Spending Review: Why students are the biggest losers

The Department of Business Innovation and Skills has had its budget cut by 17%. Who loses? Students - specifically poorer students.

The decision to convert Maintenance grants for low-income families into loans was announced in July. Just under 600,000 students got a Maintenance grant last year.

The classes of 2016 onwards will still get financial support from government towards living costs at university.

In fact they'll have access to even more money, they'll just have to give it back, plus interest. This saves the government £2 billion.

The move is expected to save the government £680 million in the next five years. Credit: PA

Today, the Chancellor announced that the government will save a further £680 million over the next five years by squeezing English graduates with student loans taken out post-2012.

The earnings threshold above which those loans are repaid is to be frozen at £21,000 pa until April 2021 and the discount rate will be cut from 2.2% above inflation to 0.7%.

This is a lot less generous and by 2020 there will be 2.1 million graduates making higher monthly repayments sooner.

The student opportunity fund - which supports students from disadvantaged backgrounds attending university - is being cut in half (currently £385 billion year) with universities expected to pick up the slack.

The adult skills budget - which is channelled at further education colleges - is being cut by £360 million although the "core" element is being protected in cash terms.

Chancellor George Osborne delivering his Autumn Statement. Credit: PA

Broadly speaking, universities and further education colleges sound relieved. They were expecting much worse.

As far as businesses are concerned the large science budget has been protected, as has funding for Innovate UK, although some of its grants will be converted into loans.

That’s the sort of shenanigans that would ordinarily upset business lobby groups, but they are too preoccupied gawping at the size of the Apprenticeship Levy they're being asked to pay.
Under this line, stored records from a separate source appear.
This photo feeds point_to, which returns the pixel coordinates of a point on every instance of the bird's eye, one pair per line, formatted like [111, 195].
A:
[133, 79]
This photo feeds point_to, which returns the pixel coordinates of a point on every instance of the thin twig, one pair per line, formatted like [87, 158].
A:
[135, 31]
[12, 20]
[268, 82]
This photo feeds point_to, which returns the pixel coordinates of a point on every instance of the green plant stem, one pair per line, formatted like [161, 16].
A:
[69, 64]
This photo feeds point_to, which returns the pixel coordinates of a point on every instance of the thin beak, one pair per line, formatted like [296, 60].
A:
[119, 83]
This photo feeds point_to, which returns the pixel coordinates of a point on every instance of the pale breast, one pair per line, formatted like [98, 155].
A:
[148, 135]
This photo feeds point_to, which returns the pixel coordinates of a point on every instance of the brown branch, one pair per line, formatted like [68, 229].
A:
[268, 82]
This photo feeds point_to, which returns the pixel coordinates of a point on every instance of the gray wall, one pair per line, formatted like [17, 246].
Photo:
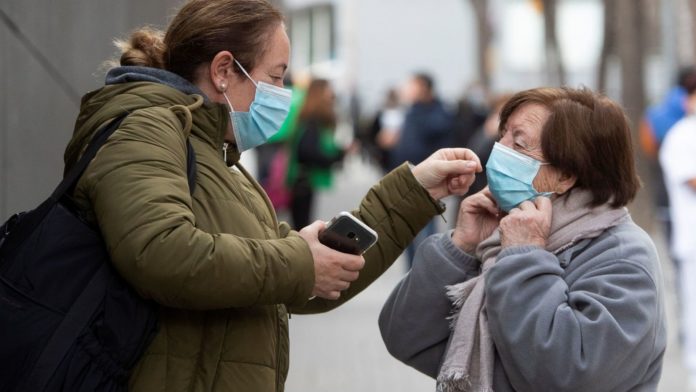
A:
[37, 113]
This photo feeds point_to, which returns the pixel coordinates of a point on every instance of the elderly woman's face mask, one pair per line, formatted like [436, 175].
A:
[511, 176]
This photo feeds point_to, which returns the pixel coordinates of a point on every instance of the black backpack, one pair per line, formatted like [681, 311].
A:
[68, 321]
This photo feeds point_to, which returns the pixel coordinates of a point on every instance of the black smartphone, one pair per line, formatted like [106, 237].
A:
[348, 234]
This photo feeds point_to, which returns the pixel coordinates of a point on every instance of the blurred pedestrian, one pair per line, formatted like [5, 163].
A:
[220, 267]
[428, 126]
[678, 160]
[655, 125]
[471, 112]
[386, 128]
[314, 150]
[552, 285]
[273, 157]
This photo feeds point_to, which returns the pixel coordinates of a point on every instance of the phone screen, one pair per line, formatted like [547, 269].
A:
[347, 234]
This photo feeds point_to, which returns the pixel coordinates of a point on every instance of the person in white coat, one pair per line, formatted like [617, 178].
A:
[678, 161]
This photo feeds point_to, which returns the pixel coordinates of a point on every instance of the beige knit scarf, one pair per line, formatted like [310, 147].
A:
[469, 359]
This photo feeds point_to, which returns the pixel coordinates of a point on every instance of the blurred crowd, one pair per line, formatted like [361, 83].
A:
[411, 123]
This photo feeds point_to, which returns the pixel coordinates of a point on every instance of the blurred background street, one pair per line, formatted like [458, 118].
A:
[476, 52]
[342, 351]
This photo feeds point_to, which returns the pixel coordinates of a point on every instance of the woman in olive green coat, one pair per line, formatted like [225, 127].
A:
[224, 271]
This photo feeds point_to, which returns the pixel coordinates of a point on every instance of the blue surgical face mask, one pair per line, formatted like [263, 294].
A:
[265, 116]
[510, 177]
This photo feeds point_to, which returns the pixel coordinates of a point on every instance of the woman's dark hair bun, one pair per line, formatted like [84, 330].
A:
[145, 48]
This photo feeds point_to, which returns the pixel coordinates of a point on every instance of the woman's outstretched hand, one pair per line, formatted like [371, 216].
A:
[449, 171]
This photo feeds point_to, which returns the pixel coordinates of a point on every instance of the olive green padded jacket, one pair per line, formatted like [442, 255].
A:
[222, 268]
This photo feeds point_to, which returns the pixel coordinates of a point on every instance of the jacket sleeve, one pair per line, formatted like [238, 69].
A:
[397, 208]
[138, 188]
[414, 320]
[594, 335]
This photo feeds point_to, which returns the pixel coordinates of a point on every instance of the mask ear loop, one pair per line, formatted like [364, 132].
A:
[225, 144]
[245, 73]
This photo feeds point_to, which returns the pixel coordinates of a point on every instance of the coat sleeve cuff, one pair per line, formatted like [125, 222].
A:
[303, 264]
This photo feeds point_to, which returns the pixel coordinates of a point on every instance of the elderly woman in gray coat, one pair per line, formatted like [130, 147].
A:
[545, 284]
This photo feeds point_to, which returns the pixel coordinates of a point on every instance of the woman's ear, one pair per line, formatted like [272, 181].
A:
[565, 183]
[221, 69]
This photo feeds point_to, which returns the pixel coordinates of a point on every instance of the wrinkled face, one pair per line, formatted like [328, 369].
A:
[523, 134]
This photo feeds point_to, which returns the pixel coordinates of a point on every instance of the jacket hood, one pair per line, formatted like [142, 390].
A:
[131, 88]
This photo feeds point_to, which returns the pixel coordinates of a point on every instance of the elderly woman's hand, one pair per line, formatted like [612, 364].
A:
[528, 224]
[478, 218]
[448, 171]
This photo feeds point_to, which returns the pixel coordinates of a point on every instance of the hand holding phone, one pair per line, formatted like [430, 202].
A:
[346, 233]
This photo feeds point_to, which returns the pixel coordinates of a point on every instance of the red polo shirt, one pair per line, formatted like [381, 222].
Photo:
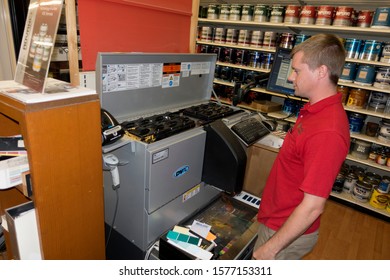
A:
[309, 161]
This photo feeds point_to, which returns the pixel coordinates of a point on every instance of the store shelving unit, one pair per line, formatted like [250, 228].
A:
[381, 34]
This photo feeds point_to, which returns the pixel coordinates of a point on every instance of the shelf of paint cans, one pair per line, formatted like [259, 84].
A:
[365, 204]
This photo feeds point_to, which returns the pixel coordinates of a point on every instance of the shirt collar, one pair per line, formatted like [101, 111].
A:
[336, 98]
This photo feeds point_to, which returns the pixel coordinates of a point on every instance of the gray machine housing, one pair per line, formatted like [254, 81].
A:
[152, 199]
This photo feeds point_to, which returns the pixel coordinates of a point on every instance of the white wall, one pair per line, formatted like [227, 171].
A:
[7, 51]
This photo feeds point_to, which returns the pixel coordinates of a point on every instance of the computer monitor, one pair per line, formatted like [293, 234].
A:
[281, 70]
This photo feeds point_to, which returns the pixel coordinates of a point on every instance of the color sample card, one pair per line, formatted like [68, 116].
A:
[183, 237]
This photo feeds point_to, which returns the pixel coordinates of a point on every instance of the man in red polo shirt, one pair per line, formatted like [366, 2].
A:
[306, 167]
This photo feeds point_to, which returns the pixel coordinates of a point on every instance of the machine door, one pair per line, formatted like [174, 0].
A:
[175, 166]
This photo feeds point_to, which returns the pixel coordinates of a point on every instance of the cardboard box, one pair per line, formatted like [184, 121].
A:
[11, 169]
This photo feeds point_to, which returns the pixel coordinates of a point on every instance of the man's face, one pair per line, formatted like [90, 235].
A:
[303, 78]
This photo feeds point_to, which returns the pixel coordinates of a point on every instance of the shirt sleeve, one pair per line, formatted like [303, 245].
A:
[323, 153]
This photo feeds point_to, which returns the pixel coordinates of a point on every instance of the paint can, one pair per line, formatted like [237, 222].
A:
[282, 125]
[325, 15]
[277, 14]
[356, 122]
[352, 47]
[379, 200]
[224, 12]
[292, 14]
[261, 13]
[244, 37]
[308, 15]
[361, 149]
[357, 98]
[254, 59]
[381, 18]
[349, 72]
[343, 16]
[349, 183]
[266, 61]
[257, 38]
[232, 36]
[299, 38]
[364, 18]
[235, 12]
[247, 12]
[269, 40]
[286, 40]
[382, 79]
[207, 33]
[344, 90]
[371, 50]
[242, 57]
[365, 75]
[213, 12]
[385, 55]
[220, 35]
[362, 191]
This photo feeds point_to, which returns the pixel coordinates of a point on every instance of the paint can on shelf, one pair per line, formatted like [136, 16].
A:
[244, 37]
[257, 38]
[277, 14]
[365, 75]
[261, 13]
[357, 98]
[220, 35]
[356, 122]
[224, 12]
[362, 191]
[235, 12]
[382, 79]
[325, 15]
[361, 149]
[213, 12]
[381, 18]
[352, 47]
[364, 18]
[379, 200]
[247, 12]
[292, 14]
[308, 14]
[343, 16]
[269, 40]
[371, 50]
[286, 40]
[299, 38]
[232, 36]
[349, 72]
[385, 56]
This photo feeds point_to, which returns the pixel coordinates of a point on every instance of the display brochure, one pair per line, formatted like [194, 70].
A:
[37, 44]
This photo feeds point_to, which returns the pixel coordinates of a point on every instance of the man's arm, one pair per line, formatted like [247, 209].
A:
[300, 220]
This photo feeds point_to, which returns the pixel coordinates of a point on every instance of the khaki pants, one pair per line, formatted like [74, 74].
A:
[295, 251]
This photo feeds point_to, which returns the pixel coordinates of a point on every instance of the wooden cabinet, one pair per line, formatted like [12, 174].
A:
[63, 141]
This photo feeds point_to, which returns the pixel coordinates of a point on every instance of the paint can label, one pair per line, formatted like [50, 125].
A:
[325, 15]
[371, 50]
[365, 75]
[277, 14]
[261, 13]
[343, 16]
[352, 47]
[292, 14]
[364, 18]
[308, 15]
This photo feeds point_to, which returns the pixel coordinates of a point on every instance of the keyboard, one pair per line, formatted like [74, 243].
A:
[250, 130]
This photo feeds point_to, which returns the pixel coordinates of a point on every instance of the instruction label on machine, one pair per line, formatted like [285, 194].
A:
[171, 75]
[119, 77]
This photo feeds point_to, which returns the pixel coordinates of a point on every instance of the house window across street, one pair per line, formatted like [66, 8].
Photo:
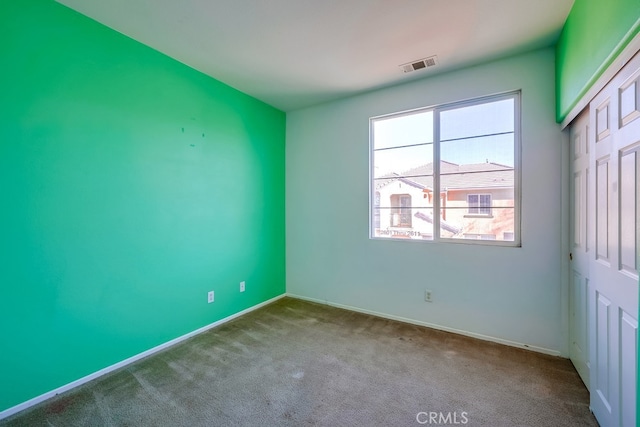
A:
[479, 204]
[448, 172]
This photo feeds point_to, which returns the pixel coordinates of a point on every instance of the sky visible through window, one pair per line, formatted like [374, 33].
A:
[480, 133]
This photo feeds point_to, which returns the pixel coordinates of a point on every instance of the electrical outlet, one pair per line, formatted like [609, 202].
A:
[427, 296]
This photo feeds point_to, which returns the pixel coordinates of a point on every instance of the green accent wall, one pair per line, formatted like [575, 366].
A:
[130, 185]
[595, 33]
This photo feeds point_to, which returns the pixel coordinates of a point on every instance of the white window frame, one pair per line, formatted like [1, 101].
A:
[437, 109]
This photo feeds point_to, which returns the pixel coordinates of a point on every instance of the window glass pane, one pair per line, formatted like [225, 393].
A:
[409, 129]
[486, 149]
[402, 161]
[475, 198]
[457, 224]
[482, 119]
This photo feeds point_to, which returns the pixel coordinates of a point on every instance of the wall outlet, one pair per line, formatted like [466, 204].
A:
[428, 296]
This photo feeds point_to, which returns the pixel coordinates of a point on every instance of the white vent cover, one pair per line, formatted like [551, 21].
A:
[420, 64]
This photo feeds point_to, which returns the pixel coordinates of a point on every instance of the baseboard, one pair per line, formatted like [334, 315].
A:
[31, 402]
[432, 325]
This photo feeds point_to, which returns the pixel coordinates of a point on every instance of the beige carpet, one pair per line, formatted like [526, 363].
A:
[295, 363]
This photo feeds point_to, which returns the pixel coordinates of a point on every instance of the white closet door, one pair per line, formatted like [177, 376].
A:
[613, 270]
[580, 246]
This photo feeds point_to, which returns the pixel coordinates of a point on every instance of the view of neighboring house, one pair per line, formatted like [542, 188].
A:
[476, 202]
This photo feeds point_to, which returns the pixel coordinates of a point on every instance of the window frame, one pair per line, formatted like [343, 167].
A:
[516, 95]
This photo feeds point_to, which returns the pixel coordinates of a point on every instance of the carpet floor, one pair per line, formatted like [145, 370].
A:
[296, 363]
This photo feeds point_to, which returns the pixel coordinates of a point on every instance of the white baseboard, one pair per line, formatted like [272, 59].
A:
[31, 402]
[433, 326]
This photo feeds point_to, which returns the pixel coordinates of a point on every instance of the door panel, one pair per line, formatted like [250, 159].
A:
[579, 278]
[613, 290]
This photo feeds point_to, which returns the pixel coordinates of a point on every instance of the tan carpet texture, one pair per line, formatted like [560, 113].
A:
[295, 363]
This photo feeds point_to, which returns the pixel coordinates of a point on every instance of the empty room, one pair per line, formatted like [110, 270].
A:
[221, 213]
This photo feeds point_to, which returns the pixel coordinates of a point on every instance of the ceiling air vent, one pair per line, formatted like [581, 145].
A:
[429, 62]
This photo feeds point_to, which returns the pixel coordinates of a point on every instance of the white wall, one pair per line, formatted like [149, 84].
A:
[510, 294]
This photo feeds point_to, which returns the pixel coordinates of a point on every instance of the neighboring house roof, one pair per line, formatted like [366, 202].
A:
[443, 224]
[454, 176]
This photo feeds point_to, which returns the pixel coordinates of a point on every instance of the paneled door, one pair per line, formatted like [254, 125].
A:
[613, 270]
[580, 246]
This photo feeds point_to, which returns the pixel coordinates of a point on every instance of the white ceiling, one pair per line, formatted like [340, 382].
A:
[296, 53]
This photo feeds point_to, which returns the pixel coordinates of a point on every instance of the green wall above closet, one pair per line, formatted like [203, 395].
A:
[595, 32]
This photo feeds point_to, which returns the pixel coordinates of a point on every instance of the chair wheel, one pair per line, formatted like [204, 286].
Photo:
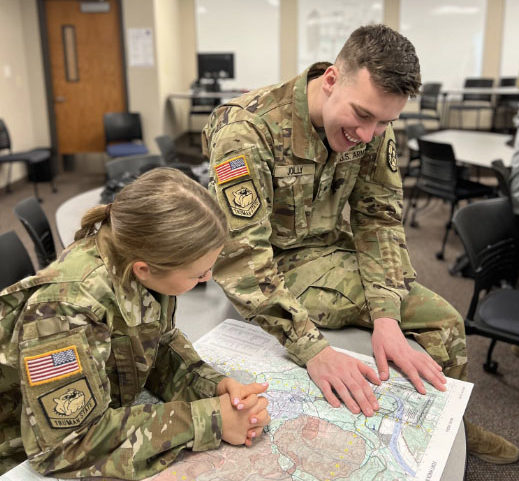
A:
[491, 367]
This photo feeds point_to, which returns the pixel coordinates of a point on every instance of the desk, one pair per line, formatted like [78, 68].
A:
[472, 147]
[68, 214]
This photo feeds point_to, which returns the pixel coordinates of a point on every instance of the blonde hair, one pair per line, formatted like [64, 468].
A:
[163, 218]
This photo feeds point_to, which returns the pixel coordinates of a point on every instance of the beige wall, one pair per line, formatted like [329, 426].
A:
[22, 90]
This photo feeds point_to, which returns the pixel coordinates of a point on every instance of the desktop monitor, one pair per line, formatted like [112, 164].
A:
[216, 66]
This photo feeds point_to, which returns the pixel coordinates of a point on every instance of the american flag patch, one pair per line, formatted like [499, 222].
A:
[231, 169]
[52, 365]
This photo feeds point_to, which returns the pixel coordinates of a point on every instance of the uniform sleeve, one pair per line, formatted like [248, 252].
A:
[179, 373]
[376, 220]
[71, 428]
[246, 269]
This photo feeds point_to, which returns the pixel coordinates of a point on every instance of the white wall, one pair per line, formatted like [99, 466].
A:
[250, 29]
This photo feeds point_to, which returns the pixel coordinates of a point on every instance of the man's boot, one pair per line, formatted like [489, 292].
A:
[489, 446]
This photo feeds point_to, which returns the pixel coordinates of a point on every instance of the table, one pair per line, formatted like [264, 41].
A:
[68, 214]
[472, 147]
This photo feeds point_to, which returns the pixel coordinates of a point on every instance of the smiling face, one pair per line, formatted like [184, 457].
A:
[179, 280]
[353, 109]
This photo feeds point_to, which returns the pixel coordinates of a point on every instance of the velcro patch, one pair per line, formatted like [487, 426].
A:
[243, 199]
[52, 365]
[231, 169]
[391, 155]
[68, 406]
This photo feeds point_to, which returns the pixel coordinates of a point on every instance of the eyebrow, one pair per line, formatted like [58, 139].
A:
[364, 111]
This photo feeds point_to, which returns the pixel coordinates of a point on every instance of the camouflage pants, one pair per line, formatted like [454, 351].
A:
[327, 282]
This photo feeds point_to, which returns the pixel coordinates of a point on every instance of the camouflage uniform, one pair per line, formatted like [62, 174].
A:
[76, 348]
[293, 263]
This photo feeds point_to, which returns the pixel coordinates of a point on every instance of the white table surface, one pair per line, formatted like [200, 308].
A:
[68, 214]
[472, 147]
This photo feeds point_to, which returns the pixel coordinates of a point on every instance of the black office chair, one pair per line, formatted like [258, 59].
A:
[413, 131]
[15, 263]
[428, 102]
[37, 225]
[440, 177]
[123, 134]
[132, 165]
[38, 162]
[506, 108]
[488, 231]
[474, 102]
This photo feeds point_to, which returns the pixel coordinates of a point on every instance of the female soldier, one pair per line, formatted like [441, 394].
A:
[82, 338]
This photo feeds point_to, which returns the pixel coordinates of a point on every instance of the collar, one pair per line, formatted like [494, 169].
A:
[136, 303]
[306, 142]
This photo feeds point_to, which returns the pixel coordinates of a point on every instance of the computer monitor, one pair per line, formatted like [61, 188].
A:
[216, 66]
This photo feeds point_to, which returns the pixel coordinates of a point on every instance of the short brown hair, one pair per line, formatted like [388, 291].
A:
[163, 218]
[389, 57]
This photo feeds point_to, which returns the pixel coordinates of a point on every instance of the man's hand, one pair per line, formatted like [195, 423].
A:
[335, 371]
[389, 344]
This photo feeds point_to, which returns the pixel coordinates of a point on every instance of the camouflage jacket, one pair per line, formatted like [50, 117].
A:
[78, 347]
[282, 189]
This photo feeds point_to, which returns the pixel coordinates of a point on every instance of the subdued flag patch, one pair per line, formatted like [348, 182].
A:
[52, 365]
[231, 169]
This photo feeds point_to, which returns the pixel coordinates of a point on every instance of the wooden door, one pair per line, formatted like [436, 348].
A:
[86, 65]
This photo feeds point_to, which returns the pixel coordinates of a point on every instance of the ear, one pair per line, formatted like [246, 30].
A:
[141, 270]
[330, 79]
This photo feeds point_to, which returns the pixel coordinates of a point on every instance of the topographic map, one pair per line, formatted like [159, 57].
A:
[408, 439]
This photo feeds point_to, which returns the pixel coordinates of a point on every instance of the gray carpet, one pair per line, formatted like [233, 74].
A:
[495, 399]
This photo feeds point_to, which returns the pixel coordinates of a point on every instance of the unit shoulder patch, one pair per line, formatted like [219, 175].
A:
[391, 155]
[242, 199]
[52, 365]
[69, 405]
[231, 169]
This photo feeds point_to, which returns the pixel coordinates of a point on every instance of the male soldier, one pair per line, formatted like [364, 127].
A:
[285, 160]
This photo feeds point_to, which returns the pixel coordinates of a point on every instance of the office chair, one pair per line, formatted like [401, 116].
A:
[37, 225]
[506, 107]
[15, 263]
[123, 134]
[413, 131]
[440, 177]
[132, 165]
[38, 162]
[428, 101]
[493, 252]
[477, 102]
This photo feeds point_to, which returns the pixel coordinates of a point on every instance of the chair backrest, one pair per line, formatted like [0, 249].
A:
[35, 221]
[479, 82]
[122, 126]
[502, 174]
[488, 231]
[167, 148]
[5, 140]
[15, 263]
[132, 165]
[429, 96]
[438, 173]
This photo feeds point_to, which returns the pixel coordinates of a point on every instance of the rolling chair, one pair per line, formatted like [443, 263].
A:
[493, 252]
[32, 217]
[15, 263]
[474, 102]
[428, 101]
[38, 162]
[440, 177]
[123, 134]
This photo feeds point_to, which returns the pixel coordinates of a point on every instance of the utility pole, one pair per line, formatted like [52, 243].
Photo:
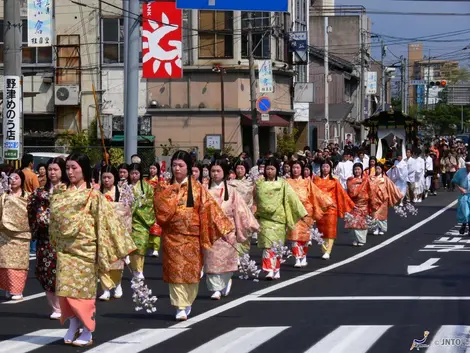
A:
[12, 34]
[131, 101]
[254, 113]
[384, 73]
[326, 82]
[429, 79]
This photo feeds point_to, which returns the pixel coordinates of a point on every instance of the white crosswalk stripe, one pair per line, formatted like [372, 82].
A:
[31, 341]
[345, 339]
[240, 340]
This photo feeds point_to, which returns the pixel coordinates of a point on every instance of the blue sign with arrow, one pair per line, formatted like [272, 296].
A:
[263, 104]
[234, 5]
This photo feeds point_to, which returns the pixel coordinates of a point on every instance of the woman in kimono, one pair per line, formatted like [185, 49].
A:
[121, 199]
[359, 192]
[221, 260]
[88, 237]
[327, 225]
[15, 237]
[143, 217]
[191, 221]
[245, 187]
[39, 217]
[155, 231]
[315, 202]
[384, 194]
[278, 208]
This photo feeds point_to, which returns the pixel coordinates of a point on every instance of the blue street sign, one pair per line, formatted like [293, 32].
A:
[234, 5]
[263, 104]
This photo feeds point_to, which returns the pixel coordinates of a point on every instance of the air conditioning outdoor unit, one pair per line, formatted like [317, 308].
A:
[67, 95]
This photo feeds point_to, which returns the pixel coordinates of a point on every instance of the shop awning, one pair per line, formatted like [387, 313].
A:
[274, 120]
[120, 138]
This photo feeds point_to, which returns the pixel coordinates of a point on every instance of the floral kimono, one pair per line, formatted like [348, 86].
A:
[39, 216]
[186, 231]
[15, 236]
[88, 237]
[245, 188]
[327, 225]
[221, 260]
[384, 195]
[316, 202]
[278, 209]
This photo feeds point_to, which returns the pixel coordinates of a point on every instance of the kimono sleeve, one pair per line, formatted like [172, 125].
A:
[113, 240]
[293, 207]
[214, 224]
[344, 204]
[245, 221]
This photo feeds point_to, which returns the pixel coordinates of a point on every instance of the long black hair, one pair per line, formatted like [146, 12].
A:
[84, 163]
[222, 163]
[138, 167]
[274, 163]
[22, 177]
[114, 172]
[186, 158]
[61, 163]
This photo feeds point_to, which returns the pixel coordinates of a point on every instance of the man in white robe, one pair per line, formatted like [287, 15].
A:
[344, 169]
[399, 174]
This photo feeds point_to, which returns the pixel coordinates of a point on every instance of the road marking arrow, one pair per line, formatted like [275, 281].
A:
[428, 265]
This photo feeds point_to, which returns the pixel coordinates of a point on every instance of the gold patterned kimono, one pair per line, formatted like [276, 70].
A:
[15, 233]
[315, 201]
[88, 237]
[384, 195]
[186, 231]
[222, 257]
[278, 208]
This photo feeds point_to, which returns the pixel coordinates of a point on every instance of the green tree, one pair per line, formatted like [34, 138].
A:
[286, 142]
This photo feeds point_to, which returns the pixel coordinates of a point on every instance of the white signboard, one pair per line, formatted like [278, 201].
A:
[39, 23]
[12, 118]
[213, 141]
[265, 76]
[371, 87]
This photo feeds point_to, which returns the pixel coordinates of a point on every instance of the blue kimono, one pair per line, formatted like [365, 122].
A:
[462, 179]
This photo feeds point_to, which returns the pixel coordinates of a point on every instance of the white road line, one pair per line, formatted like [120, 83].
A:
[25, 299]
[137, 341]
[233, 304]
[349, 339]
[31, 341]
[438, 343]
[377, 298]
[240, 340]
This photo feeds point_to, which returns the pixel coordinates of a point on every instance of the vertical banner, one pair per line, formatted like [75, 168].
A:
[162, 40]
[39, 23]
[265, 76]
[12, 118]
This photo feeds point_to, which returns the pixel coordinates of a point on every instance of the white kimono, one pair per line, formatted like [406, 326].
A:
[420, 180]
[399, 175]
[344, 171]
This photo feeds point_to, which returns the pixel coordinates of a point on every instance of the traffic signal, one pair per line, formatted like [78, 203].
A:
[442, 83]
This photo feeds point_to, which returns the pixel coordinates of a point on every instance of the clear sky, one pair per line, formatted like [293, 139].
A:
[446, 46]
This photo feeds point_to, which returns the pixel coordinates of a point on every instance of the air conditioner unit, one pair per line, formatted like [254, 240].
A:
[67, 95]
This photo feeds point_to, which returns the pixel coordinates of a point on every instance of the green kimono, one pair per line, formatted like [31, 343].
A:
[143, 216]
[278, 208]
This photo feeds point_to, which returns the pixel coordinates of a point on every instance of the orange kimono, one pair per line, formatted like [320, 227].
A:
[186, 231]
[327, 224]
[384, 195]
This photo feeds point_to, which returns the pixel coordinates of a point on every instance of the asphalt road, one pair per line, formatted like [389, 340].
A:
[362, 300]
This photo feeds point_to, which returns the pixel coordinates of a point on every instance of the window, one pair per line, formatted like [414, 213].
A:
[42, 55]
[215, 34]
[261, 35]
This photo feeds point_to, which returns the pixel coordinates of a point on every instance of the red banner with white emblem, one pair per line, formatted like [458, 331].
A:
[162, 39]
It's a big tax on bigger companies and will raise around £3 billion a year.

The CBI warns the cost of this tax will dent profits and "reduce the scope for pay increases".

Universities and colleges were expecting to be hit much worse. Credit: PA

The Chancellor also made a lot of what looked like a tax break for beleaguered steel companies - but turned out not to be.

Exemption from environmental tariffs (the Renewables Obligation and Feed-in tariffs) will save steel companies nothing because they were already receiving compensation from the government for the bills they paid.

It will however save the Department for Business £410 million a year.

The real winner is government, the real loser is us.

The government expects the cost to end up on energy bills at a cost of around £5 a year.